Alpen’s ability to scale its thin-glass window technologies will also help the company to create hundreds of new jobs in communities impacted by coal plant and coal mine closures—another requirement for funding.
After spotting the opportunity for DOE funding in mid-2023, “We realized that both our Colorado facility, and then also a potential Pennsylvania facility, were in communities that were impacted by coal plant closures,” Zech says. “It just started to check some of the different boxes on their requirements and we thought, ‘Well, if not us, who?’ So, we decided to apply for the award.”
Sometime around Thanksgiving 2023 the company learned it had been selected for final approval steps.
“When we went out and started talking with investors, there was a lot of momentum behind us,” Zech says. “Once we got into describing thin-triple technology, and the challenges that were being presented to window manufacturers, by advancing code standards and Energy Star standards, light bulbs went off.”
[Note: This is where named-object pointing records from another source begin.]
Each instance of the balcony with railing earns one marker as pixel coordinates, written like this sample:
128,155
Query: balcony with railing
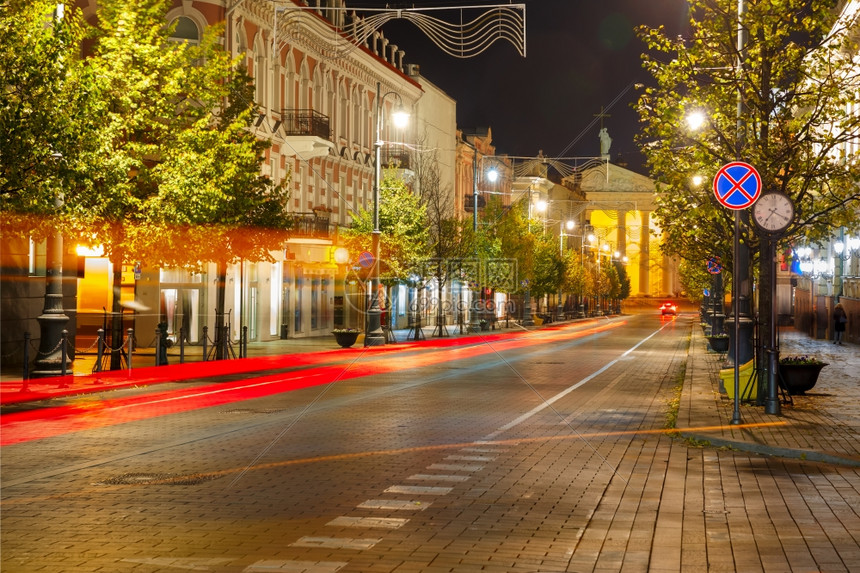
307,131
311,226
396,159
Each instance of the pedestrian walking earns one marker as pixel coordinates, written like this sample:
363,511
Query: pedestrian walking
840,319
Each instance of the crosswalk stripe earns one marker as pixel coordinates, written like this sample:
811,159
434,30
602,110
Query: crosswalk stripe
270,565
419,490
471,458
335,542
455,467
438,477
370,522
394,504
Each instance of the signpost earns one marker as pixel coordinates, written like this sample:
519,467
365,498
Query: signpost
715,265
366,259
737,186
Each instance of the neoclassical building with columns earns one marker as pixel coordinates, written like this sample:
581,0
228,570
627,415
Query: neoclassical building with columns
619,206
319,94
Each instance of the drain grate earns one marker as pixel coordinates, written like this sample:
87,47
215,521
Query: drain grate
158,479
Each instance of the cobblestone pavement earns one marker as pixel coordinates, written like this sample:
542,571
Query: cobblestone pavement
823,424
554,470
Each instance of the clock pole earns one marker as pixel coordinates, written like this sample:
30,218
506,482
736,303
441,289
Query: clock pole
773,214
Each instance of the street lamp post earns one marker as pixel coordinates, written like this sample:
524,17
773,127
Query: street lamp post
375,336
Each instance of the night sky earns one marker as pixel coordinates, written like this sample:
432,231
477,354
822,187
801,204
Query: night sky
580,55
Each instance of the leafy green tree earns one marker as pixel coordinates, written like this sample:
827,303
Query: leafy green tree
623,280
785,104
798,82
548,265
176,170
403,230
48,120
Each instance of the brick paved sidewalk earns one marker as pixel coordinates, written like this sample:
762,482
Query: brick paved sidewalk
822,425
264,355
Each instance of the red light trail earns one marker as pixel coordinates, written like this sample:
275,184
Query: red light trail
86,414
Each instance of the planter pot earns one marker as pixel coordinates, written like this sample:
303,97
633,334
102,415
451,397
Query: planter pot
345,339
719,343
799,378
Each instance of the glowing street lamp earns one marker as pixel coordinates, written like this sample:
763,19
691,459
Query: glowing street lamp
375,336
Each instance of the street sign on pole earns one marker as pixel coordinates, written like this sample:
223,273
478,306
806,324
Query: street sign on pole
737,185
715,265
366,259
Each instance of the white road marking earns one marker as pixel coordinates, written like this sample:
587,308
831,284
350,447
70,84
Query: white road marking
187,563
394,504
483,450
471,458
438,477
270,565
335,543
550,401
455,467
371,522
419,490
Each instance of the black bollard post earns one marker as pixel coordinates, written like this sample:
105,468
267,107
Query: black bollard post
101,350
130,348
26,377
182,345
64,353
205,339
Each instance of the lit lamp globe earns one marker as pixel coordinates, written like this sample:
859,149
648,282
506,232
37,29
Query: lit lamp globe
341,256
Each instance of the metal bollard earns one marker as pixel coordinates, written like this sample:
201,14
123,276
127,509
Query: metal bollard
158,347
64,351
26,378
130,348
101,350
182,345
64,340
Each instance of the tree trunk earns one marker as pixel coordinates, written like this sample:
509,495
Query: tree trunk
116,338
221,331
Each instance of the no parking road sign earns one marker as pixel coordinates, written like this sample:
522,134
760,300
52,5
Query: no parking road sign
366,259
737,185
715,265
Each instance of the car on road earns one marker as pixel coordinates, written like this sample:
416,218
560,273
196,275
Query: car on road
669,308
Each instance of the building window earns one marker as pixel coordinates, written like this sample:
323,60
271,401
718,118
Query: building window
186,31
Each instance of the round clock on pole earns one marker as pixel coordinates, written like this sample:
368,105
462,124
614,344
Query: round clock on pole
773,213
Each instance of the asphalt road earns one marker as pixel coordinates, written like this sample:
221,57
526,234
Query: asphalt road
545,452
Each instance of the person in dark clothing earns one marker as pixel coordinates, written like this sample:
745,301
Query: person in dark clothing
840,319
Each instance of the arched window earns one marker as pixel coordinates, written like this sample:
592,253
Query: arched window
356,117
260,72
185,30
343,114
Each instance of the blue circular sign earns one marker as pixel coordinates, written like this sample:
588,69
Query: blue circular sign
715,265
737,185
366,259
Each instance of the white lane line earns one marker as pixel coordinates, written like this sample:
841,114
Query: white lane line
419,490
189,563
394,504
369,522
483,450
550,401
437,477
336,543
455,467
471,458
269,565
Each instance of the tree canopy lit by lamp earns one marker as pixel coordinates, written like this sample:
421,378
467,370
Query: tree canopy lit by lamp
375,336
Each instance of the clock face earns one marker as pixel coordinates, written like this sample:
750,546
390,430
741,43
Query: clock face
773,212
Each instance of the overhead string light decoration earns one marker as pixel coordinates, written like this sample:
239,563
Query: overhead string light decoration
466,39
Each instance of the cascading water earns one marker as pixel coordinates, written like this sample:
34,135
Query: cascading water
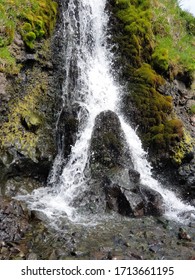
94,90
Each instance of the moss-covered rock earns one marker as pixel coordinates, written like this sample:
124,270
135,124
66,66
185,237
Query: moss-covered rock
145,65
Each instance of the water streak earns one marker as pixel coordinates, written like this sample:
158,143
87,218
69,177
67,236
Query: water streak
93,87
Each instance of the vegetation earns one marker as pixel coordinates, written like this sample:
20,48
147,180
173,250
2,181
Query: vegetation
32,19
156,40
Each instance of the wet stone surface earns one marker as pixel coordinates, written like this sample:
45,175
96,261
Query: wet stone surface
114,238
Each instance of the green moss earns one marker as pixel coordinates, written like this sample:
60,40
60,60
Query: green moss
154,43
23,128
29,39
192,110
160,60
29,18
149,75
183,148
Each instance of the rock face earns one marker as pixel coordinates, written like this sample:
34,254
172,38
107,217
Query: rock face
108,149
14,220
115,185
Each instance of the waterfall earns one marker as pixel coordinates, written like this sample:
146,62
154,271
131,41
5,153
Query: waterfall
94,89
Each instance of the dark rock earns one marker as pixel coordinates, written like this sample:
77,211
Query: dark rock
116,199
66,129
108,149
152,201
183,235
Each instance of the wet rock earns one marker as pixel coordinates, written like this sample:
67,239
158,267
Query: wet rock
108,148
14,220
183,235
67,128
153,202
116,199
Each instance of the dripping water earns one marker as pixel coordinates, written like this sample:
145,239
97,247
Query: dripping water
89,83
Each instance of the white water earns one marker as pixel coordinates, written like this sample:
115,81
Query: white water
95,91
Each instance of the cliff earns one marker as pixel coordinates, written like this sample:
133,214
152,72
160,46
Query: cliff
154,50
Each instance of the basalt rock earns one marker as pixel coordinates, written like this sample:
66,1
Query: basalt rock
117,181
108,148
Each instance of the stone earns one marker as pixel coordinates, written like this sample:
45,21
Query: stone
14,220
108,149
152,200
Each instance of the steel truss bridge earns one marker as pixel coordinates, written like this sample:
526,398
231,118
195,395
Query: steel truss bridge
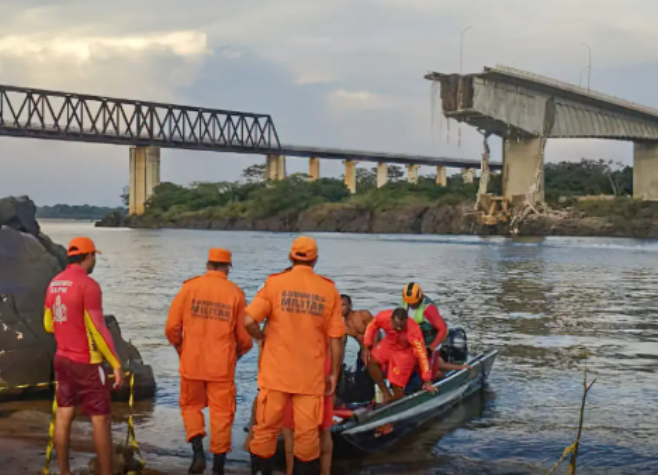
54,115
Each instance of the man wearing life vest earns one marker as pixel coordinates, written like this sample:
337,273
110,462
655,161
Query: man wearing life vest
74,313
426,314
206,326
397,354
303,313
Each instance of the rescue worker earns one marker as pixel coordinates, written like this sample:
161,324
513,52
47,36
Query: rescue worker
397,353
326,440
426,314
303,313
206,327
74,313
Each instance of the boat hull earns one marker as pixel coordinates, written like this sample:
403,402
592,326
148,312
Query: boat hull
384,427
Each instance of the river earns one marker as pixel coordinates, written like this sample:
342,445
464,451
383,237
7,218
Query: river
555,307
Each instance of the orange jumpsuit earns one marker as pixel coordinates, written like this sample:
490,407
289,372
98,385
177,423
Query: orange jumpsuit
206,325
303,310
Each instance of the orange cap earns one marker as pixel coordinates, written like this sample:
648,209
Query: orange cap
81,245
221,256
304,249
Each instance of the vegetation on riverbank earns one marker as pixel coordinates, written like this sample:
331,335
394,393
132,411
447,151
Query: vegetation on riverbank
299,204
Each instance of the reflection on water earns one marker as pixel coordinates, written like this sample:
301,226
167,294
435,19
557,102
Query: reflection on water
555,307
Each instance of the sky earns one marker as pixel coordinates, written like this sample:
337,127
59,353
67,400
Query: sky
335,73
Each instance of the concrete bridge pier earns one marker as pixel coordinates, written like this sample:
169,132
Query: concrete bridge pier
412,174
275,167
523,168
645,170
382,174
314,168
144,177
441,178
350,175
468,174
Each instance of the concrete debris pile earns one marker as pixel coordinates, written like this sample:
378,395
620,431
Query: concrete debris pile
28,261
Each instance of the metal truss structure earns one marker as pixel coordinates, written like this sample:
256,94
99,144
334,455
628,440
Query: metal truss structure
41,114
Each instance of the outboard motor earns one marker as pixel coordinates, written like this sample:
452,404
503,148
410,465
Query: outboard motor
455,347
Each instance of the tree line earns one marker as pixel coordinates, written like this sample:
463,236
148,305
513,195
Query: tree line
254,196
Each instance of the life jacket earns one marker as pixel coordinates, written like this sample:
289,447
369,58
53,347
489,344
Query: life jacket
429,332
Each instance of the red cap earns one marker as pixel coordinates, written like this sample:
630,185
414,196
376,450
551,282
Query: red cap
81,245
304,249
221,256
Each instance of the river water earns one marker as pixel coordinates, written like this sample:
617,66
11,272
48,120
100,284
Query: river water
555,308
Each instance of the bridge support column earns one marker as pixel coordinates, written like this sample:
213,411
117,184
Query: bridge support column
275,168
350,175
382,174
412,174
523,168
314,168
441,178
645,170
144,177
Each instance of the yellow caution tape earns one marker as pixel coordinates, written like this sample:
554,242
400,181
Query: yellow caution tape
131,441
51,437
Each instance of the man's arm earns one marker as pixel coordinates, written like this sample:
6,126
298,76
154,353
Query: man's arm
243,340
434,317
371,332
95,323
257,311
174,326
415,338
335,335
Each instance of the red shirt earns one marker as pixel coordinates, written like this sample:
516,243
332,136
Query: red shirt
411,337
74,313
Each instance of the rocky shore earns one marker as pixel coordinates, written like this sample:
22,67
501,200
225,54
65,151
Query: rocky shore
411,219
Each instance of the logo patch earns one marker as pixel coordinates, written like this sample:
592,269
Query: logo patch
59,311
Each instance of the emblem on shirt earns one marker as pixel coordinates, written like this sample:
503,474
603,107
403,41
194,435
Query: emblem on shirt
59,310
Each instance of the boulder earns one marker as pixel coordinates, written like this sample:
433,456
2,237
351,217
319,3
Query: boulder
28,262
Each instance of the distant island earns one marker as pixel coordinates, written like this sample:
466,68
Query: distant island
586,198
82,212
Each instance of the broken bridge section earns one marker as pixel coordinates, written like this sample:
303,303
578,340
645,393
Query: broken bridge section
526,109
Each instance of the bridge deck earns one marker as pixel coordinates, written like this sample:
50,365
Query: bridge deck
54,115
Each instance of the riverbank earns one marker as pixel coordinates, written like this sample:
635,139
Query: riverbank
606,218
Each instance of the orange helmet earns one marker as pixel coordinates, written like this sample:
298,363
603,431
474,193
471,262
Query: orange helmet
412,293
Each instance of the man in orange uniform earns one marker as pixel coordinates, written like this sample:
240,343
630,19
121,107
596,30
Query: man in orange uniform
206,326
326,440
397,353
303,312
74,313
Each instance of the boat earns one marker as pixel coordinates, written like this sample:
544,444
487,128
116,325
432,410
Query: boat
364,429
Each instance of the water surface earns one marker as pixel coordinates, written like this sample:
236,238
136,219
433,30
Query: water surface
555,307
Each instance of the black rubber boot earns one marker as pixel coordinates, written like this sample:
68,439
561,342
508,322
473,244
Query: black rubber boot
261,466
218,464
306,468
199,457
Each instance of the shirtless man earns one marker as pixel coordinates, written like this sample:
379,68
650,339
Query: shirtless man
356,322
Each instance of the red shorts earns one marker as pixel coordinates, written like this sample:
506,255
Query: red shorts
399,364
327,415
84,385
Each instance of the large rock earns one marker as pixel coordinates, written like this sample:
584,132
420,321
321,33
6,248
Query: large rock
28,261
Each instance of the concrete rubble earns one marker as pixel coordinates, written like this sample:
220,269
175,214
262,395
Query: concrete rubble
28,261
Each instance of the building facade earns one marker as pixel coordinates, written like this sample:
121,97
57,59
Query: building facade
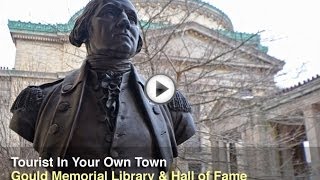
244,122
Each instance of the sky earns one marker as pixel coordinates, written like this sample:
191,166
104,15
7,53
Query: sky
290,28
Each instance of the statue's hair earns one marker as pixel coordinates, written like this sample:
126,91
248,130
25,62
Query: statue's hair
82,26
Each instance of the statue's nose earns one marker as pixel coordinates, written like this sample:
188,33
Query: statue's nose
124,21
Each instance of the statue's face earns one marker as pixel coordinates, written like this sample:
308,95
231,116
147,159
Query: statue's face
114,30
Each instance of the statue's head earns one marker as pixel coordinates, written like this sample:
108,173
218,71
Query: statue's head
108,27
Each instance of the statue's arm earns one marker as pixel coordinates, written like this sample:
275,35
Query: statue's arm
25,110
182,119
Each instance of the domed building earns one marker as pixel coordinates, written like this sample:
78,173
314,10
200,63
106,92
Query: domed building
228,77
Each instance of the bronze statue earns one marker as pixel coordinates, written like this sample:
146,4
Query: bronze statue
100,110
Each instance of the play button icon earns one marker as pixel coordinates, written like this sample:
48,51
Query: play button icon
160,89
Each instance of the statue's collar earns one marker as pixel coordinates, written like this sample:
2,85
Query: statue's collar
78,76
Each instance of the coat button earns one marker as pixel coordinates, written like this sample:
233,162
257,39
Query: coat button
54,128
156,110
67,87
108,138
63,106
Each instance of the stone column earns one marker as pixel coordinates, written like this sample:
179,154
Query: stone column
312,126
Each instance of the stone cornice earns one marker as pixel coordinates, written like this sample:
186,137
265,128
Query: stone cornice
204,32
296,92
32,74
39,37
203,8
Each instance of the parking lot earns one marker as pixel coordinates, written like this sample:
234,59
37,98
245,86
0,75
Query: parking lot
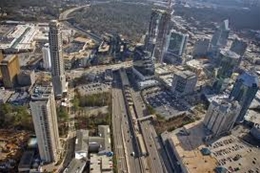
94,88
165,103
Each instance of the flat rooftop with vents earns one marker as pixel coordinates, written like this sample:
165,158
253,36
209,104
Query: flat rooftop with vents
228,153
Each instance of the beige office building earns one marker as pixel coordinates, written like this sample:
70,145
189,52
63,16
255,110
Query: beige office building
10,68
44,115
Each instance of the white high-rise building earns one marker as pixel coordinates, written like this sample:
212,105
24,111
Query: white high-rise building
220,37
46,57
221,115
57,63
44,116
175,46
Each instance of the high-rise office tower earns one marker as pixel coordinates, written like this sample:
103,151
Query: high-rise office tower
10,68
1,58
228,62
57,64
244,91
239,47
221,115
46,57
184,82
220,37
158,30
44,116
143,65
175,46
201,47
1,55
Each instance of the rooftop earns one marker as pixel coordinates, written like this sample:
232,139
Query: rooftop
82,140
100,163
41,92
8,59
249,79
185,74
75,166
229,53
227,152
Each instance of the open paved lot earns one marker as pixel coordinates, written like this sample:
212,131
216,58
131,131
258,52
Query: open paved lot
94,88
166,103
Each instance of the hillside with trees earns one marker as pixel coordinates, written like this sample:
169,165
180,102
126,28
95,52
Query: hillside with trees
129,19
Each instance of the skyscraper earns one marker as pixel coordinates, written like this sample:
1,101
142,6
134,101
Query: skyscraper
175,46
221,115
143,65
244,91
158,30
220,37
10,68
184,82
201,47
239,47
1,58
44,116
228,62
57,64
46,57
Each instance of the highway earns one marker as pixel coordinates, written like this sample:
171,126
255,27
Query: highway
123,130
117,132
147,128
93,69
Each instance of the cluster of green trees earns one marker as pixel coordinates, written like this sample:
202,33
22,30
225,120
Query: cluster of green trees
130,20
15,117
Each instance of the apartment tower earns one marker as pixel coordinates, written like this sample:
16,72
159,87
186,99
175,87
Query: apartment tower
44,116
57,64
10,68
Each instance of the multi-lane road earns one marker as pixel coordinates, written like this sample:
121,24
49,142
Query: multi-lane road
124,143
149,135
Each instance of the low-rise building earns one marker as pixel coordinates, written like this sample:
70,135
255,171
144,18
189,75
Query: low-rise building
100,164
221,116
82,144
10,68
184,82
191,150
26,78
76,166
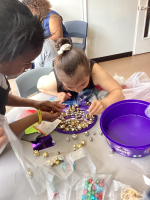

As for upcoming enhancements, “We honestly believe that’s just the beginning,” he says. “We plan to expand and continue co-locating operations, near strong sources of demand as we go. But this will give us an immediate East Coast and West Coast presence at a scale that we’ve never seen before.”
Windows “cover 8% of the surface area of a building,” Zech says. “And they’re responsible for 45% of the energy loss.”
At that rate, the company is banking on a major upsell for thin-glass IGUs and other technologies.